Le Tribunal ne peut que donner raison à l'intimé. L'appelant n'a fait entendre aucun témoin et n'a pas démontré en quoi la cotisation serait mal fondée. Qui plus est, il n'y a aucun élément de preuve quant à la double imposition alléguée par l'appelant. Enfin, contrairement à ce qu'il a prétendu, les dispositions de la Loi sur lesquelles s'appuie la cotisation sont claires et sans équivoque : l'appelant est présumé être le fabricant des produits selon la définition de «fabricant» à l'alinéa 2(1)e), et la taxe de vente est payable par le fabricant au moment de la vente en vertu du sous-alinéa 27(1)a)(i).

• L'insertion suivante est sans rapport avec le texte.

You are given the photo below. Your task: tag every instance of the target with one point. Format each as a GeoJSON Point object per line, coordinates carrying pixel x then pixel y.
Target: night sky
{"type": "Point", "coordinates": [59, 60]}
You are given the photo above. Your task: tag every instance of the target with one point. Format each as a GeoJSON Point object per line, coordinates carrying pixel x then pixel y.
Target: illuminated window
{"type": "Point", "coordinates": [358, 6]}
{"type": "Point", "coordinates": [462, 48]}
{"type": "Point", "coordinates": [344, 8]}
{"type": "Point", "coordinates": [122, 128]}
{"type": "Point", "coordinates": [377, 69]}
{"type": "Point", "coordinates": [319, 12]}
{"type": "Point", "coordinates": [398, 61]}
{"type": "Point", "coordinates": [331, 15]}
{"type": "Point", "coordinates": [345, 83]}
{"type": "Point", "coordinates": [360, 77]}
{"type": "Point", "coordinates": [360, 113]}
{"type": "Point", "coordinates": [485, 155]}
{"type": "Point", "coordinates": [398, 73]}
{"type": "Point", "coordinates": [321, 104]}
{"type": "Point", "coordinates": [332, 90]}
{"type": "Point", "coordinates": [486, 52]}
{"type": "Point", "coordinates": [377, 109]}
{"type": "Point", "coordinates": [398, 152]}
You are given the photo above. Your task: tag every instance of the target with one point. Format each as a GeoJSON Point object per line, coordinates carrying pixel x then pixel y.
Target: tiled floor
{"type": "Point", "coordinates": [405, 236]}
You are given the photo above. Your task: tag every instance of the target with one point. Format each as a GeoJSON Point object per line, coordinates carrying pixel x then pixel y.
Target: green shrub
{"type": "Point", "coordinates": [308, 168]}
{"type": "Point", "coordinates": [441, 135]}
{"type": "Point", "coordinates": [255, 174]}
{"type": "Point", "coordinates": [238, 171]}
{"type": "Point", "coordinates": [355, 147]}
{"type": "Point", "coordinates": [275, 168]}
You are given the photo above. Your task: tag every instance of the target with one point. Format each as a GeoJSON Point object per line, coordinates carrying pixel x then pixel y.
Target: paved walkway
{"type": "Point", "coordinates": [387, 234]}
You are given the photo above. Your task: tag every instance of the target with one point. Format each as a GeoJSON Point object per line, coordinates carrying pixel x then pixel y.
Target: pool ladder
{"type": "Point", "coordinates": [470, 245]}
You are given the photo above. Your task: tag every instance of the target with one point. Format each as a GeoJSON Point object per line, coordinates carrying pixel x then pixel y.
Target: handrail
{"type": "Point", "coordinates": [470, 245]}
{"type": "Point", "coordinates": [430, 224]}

Quant au paragraphe 27(3) de la Loi, le Tribunal est d'avis qu'il doit se lire avec le paragraphe 27(2) [4] . Ce dernier prévoit que la taxe de vente n'est pas payable lors de certaines transactions entre personnes assujetties à la Loi, par exemple un fabricant, un producteur et un importateur. Par contre, le paragraphe 27(3) vient rétablir l'assujettissement à la Loi lorsqu'un tiers acquiert, de ces personnes ou contre elles, le droit de vendre des marchandises. On peut penser que ce paragraphe vise la disposition de biens par des créanciers d'un producteur ou fabricant ou, comme le soutient l'intimé, par un syndic lors de la faillite d'une de ces personnes. Le tiers qui vendra ainsi les marchandises se verra assujetti au paiement de la taxe de vente. Ce mécanisme n'a donc rien à voir avec les transactions ayant eu cours entre l'appelant et son fournisseur. Dès lors, le Tribunal voit mal comment l'appelant peut l'invoquer à l'encontre du texte clair du sous-alinéa 27(1)a)(i) pour maintenir que seul son fournisseur est responsable de la taxe que l'appelant dit lui avoir payée. Cette taxe, d'ailleurs, l'appelant ne l'a jamais versée au sens de la Loi. Les transactions entre l'appelant et son fournisseur étant étrangères à la Loi, la mention «toutes taxes fédérales incluses» ne peut en effet constituer un moyen recevable pour en contrer l'application. Il est permis d'imaginer les conséquences vis-à-vis des obligations fiscales imposées par la Loi si tout un chacun, parmi les contribuables, opposait au Ministre des transactions de nature privée semblables à celles ayant eu cours en l'espèce.

Pour ces raisons, l'appel est rejeté.


[ Table des matières]

1. S.R.C. (1970), ch. E-13, maintenant l'article 81.19, L.R.C. (1985), ch. E-15, dans sa version modifiée.

2. Maintenant le sous-alinéa 50(1)a)(i), L.R.C. (1985), ch. E-15, dans sa version modifiée.

3. Maintenant le paragraphe 50(6), L.R.C. (1985), ch. E-15, dans sa version modifiée.

4. Maintenant le paragraphe 50(5), L.R.C. (1985), ch. E-15, dans sa version modifiée.